From “Our Eastern Domes, Fantastic, Bright…,” by James D. Van Trump. PHLF; reprinted from Carnegie Magazine.
A comparison with this illustration of “a characteristic church” in Moscow (from from John L. Stoddard’s Lectures, 1898) shows us how neatly Padukow adapted traditional Russian forms to a modern idiom.
A modernist church built in 1964 in traditional basilica form. The architect was J. Kenneth Myers. The church is dedicated to St. Nicholas of Myra, famous for giving gifts to poor children (thus inspiring our legend of Santa Claus) and for smacking Arius across the face at the Council of Nicaea. He was versatile.

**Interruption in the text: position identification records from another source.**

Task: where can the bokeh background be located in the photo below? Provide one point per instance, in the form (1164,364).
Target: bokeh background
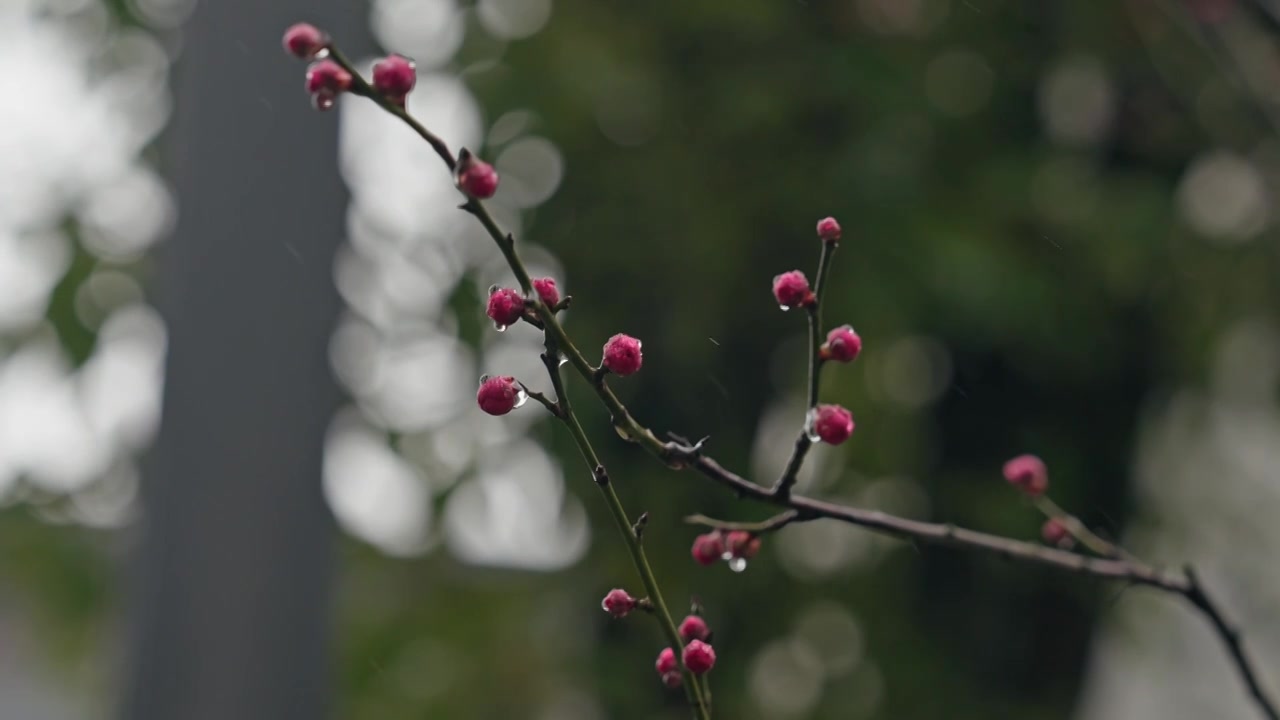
(1060,238)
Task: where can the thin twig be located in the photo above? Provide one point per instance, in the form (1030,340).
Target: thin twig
(1232,638)
(681,455)
(631,533)
(803,443)
(764,527)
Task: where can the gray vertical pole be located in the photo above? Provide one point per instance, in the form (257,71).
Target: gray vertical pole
(231,604)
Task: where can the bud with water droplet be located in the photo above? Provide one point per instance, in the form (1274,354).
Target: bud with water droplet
(394,76)
(791,290)
(842,345)
(547,291)
(622,355)
(325,81)
(305,40)
(831,424)
(506,306)
(618,602)
(501,395)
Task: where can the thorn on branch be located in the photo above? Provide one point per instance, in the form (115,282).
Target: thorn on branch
(641,522)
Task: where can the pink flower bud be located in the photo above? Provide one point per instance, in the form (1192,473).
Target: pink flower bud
(741,543)
(666,661)
(699,657)
(618,602)
(832,424)
(327,76)
(1028,473)
(475,177)
(622,355)
(506,306)
(1056,534)
(791,290)
(304,40)
(394,76)
(828,229)
(708,547)
(547,291)
(694,628)
(499,395)
(842,345)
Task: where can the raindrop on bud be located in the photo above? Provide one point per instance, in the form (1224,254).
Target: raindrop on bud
(810,429)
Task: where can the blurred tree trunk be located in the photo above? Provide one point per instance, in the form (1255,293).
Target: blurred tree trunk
(232,597)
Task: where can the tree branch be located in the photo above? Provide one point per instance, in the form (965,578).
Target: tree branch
(680,455)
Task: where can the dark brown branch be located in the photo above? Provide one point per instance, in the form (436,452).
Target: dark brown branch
(1230,637)
(681,455)
(764,527)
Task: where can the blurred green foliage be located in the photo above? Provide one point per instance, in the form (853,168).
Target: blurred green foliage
(1059,278)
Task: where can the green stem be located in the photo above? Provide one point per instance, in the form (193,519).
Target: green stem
(1078,529)
(782,488)
(693,684)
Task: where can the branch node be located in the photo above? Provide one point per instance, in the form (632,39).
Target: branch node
(641,522)
(600,475)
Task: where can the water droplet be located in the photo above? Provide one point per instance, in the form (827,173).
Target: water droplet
(321,100)
(810,429)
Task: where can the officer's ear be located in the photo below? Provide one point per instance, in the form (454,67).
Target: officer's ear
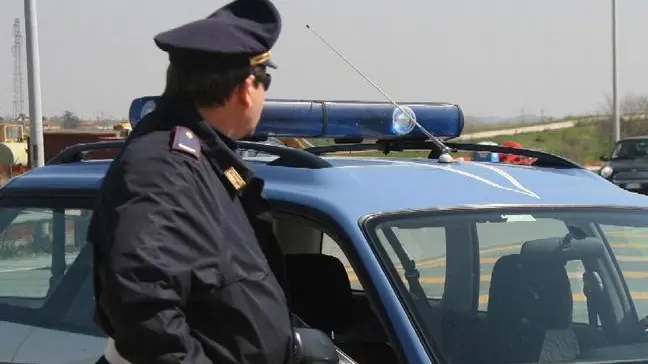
(245,92)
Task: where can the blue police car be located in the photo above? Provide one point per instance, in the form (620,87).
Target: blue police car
(428,260)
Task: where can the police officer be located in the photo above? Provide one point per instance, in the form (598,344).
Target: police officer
(186,267)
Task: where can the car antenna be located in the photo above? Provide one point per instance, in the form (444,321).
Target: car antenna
(445,156)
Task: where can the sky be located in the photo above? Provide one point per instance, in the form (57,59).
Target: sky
(492,57)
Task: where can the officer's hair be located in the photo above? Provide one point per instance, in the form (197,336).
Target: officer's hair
(205,88)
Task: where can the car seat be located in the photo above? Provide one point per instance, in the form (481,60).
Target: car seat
(530,312)
(321,295)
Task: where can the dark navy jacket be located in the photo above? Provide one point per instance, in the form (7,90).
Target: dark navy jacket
(182,246)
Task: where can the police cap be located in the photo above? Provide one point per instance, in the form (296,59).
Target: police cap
(238,35)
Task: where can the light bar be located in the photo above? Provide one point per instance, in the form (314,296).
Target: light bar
(343,119)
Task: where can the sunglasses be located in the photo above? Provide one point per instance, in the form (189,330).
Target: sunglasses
(265,79)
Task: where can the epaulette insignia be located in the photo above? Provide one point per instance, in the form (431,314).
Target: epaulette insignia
(186,141)
(235,178)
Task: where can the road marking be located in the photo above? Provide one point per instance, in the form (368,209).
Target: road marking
(487,277)
(578,297)
(21,269)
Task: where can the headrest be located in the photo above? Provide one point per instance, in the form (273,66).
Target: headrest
(320,290)
(537,291)
(505,298)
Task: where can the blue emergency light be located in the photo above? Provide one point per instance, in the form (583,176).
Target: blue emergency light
(342,119)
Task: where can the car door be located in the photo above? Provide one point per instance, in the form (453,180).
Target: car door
(65,333)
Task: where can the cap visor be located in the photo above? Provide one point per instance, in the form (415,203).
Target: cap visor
(271,64)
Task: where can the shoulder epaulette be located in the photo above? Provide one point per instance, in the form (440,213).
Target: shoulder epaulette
(186,141)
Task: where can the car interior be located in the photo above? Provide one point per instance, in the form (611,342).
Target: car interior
(323,294)
(528,317)
(529,313)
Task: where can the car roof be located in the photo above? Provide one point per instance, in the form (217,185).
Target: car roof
(355,186)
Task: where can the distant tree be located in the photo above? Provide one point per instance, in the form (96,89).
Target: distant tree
(633,110)
(70,120)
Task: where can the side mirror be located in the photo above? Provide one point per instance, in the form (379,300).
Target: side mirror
(314,347)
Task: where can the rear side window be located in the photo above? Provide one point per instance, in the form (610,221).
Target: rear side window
(39,249)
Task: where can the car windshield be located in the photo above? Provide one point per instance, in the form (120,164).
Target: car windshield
(631,149)
(521,285)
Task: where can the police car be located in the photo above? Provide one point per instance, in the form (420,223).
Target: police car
(397,260)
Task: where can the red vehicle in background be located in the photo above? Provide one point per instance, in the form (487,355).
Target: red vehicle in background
(512,158)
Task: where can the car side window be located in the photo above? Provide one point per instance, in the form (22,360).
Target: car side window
(499,239)
(38,248)
(630,247)
(330,247)
(427,247)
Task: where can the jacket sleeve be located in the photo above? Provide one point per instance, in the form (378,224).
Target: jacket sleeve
(158,231)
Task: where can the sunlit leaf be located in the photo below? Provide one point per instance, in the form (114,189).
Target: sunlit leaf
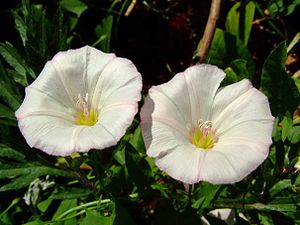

Jolly old St. Nick slapping Arius. Ecumenical councils were a lot more fun in the old days.
It is a curious fact of our religious life that, even in the most depressed areas, the Eastern Catholic and Orthodox congregations often flourish, while the Western churches languish and evaporate one by one. This church is in a part of downtown McKeesport that can seem nearly abandoned—but not if you visit on a Sunday, when parishioners flock to St. Nicholas and the Russian Orthodox church just down the street.
The skeleton outline of an onion dome instantly conveys that this is an Eastern church.
Casimir Pellegrini Associates were the architects of this church, whose cornerstone was laid in 1963. It was a Franciscan parish until just a few years ago. Unlike some other abandoned Catholic churches, this one has a happy ending: it was bought by the thriving Lebanese Maronite Catholic congregation of Our Lady of Victory, which began in Brookline (or arguably earlier in the Lower Hill) and spent years banished to the wilds of Scott Township. In honor of Pittsburgh’s best Lebanese festival, which begins today and lasts all weekend, here are quite a few pictures of St. Pamphilus/Our Lady of Victory, which old Pa Pitt has done his best to make look like period-appropriate Kennedy-era Kodachrome slides.
The Our Lady of Victory congregation has graciously allowed St. Pamphilus to stay in his home on the front wall of the church, where he distributes bread to begging hands.
Father Pitt will admit that he does not find the nave the most attractive of all our church buildings. It is dignified and spacious, and that is enough. But the tower, a mailbox on stilts, captures his imagination, and he would hate to see anything happen to it.
The church was dedicated to St. Pamphilus, but it is St. Francis who greets you at the door with his usual motto “Pax et bonum.”
This shrine to Our Lady of Victory is now in its third location.
Father Pitt makes it a practice to try to record all the names on a war memorial, because sometimes things happen to inscriptions. If you enlarge this picture, every name should be clearly legible.
A plaque remembers Msgr. Elias P. Basil, the founding pastor of Our Lady of Victory parish. He had been pastor of St. Anne’s, the Maronite church in the Lower Hill. The story is that he promised St. Mary that, if all his parishioners came home safe from the Second World War, he would build a church in her honor. They did, and he did.
St. Anne Church was on Fulton, later Fullerton, Street, one of the Lower Hill streets that no longer exist because they were urban-renewaled to death. This cornerstone was preserved from the demolished church.
There’s something pleasingly simple about this little apartment building just off the Potomac Avenue business district in Dormont. There are almost no decorative details, but the simple pilasters that frame the front give the building enough texture to carry itself with dignity. The stone lintels over the windows on the side of the building are a clue to its history: the front is probably a later addition, replacing open balconies with extra rooms. But the matching white brick makes the change hard to detect without some concentration.
The entrance (we are able to peer into the shadows by combining three different exposures in one picture) surprises us with classical woodwork and ornamental leaded glass—another clue that this building is older than we would have thought from a glance at the front.